Après avoir annoncé sa non candidature pour un 3e mandat, que perd le Président Ouattara à renoncer à une modification de la Constitution qui risque d’agiter la fin de son dernier mandat ?
« A huit mois de la fin de son 2e mandat, Alassane Ouattara s’est retiré un gros bagage de la tête, mais il en reste un autre ». Cette caricature trouvée par des Abidjanais illustre bien l’actualité politique ivoirienne. Une actualité dominée depuis le 5 mars par la déclaration de non candidature à la présidentielle d’octobre 2020, prononcée par le chef de l’Etat sortant devant le Congrès à Yamoussoukro.
Pour bien d’observateurs, il s’agit d’un non évènement vu que la Constitution n’autorisait guère le Président sortant à briguer un troisième mandat après deux successifs.
Cependant une chose est indéniable, cette annonce soulage. Elle soulage tous les démocrates qui étaient prêts à se dresser demain contre une 3e candidature qui aurait été imposée par Ouattara au mépris de la loi fondamentale. La répression de ces protestations aurait sans doute provoqué de nouveaux dégâts humain et matériel, et certainement des tensions supplémentaires à la veille de la future présidentielle.
Cette annonce soulage également ces partisans de Ouattara qui étaient les moins bruyants mais les plus nombreux, et qui souhaitaient dans leur for intérieur que leur mentor entre positivement dans l’histoire en se retirant du pouvoir la tête haute après deux mandats dont ils sont fiers.
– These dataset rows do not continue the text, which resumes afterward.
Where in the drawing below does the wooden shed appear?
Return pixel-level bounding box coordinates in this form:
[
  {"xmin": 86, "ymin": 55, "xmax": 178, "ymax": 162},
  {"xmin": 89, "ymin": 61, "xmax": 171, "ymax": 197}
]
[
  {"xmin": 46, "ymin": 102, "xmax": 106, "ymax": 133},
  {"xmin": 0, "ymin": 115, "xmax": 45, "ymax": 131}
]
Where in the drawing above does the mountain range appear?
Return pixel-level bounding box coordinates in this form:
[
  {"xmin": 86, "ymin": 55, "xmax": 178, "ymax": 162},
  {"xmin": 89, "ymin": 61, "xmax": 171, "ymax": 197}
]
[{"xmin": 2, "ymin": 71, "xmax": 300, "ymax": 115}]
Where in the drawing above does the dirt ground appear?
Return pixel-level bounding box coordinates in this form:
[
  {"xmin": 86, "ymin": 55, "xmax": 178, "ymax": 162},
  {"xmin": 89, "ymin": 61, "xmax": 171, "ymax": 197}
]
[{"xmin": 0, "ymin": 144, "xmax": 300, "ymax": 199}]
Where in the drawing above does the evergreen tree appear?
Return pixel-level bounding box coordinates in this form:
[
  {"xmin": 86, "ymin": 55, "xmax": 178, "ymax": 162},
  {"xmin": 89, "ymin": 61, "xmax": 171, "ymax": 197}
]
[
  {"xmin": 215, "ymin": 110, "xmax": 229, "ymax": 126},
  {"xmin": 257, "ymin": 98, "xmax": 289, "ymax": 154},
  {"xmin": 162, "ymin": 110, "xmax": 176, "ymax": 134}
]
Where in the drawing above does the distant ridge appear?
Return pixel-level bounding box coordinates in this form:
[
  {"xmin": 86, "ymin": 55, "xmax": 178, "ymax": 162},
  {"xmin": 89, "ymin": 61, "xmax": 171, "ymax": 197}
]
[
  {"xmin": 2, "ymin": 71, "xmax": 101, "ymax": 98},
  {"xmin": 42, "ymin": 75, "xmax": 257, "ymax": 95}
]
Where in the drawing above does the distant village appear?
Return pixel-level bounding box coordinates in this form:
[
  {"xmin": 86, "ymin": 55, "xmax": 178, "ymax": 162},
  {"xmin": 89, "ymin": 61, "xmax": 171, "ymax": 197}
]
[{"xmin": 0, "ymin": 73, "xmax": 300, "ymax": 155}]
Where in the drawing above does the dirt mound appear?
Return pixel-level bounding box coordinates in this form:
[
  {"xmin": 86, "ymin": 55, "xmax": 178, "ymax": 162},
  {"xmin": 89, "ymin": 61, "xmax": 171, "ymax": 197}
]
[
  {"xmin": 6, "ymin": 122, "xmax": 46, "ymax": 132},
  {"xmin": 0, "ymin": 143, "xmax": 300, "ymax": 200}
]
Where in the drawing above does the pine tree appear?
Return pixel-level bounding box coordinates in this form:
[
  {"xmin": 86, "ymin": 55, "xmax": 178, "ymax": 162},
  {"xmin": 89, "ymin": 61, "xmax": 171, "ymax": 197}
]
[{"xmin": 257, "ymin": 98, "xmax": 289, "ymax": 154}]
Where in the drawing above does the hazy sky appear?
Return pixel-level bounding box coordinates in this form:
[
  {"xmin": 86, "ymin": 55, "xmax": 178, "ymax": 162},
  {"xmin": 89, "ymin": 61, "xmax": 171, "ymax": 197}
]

Mais cette annonce est surtout un soulagement pour Alassane Ouattara lui-même. Lui qui était visiblement partagé entre la tentation de forcer cette candidature demandée par les opportunistes de son camp, et le vœu intime de prendre sa retraite pour l’arrivée aux affaires d’une nouvelle génération. Cette décision finale lui aura donc permis de se libérer en quelque sorte de la prison dans laquelle l’avaient enfermé ses mauvais conseillers.
Quelques jours après sa déclaration, il a certainement réalisé qu’il peut se retirer un jour du pouvoir sans qu’aucun cataclysme ne lui arrive ou n’arrive à la Côte d’Ivoire. Mieux, les félicitations même hypocrites qu’il reçoit ici et là en rajoutent à son soulagement.
Toutefois, le contexte et l’ambiance autour de cette annonce tuent sa sincérité. Très vite, l’opposition a compris que le chef de l’Exécutif a choisi ce moment précis pour que l’effet de surprise crée une sorte de nuage et d’éphorie nationale qui détournent les attentions de la très controversée reforme constitutionnelle dont le projet est sur la table des parlementaires depuis une semaine à Yamoussoukro.
Aussi bien dans sa forme que dans le fond, cette modification de la loi nationale est contestée par l’opposition. Elle a donc décelé une malice dans le coup d’éclat du 5 mars, et donne de la voix.
On peut citer des sorties comme celles de Mamadou Koulibaly le leader de Lider qui a dénoncé un « coup d’Etat constitutionnel », ou celle de Guillaume Soro, l’ancien président de l’Assemblée nationale qui voit dans ce projet de réforme un moyen de léguer le pouvoir d’Etat au sein d’un clan, le Rhdp. Depuis son exil européen, dans un discours largement suivi sur les réseaux sociaux, le premier candidat sérieux déclaré à la présidentielle prochaine a appelé « toutes les forces démocratiques", ainsi que « tout le peuple de Côte d'Ivoire » pour une « union sacrée face au péril qui menace nos libertés et notre Nation ».
On le voit, après les velléités de candidature de Ouattara pour un 3e mandat, ce projet de révision constitutionnelle par voie parlementaire constitue une autre menace sur le déroulement apaisé de la présidentielle d’octobre, un danger pour la stabilité nationale.
Si le chef de l’Etat tient vraiment à entrer dans l’histoire par la grande porte, il devrait laisser en l’état cette Constitution issue d’une profonde modification opérée par lui-même en 2016, et permettrait ainsi à la Côte d’Ivoire qu’il aime tant, de faire l’économie d’une autre crise inutile.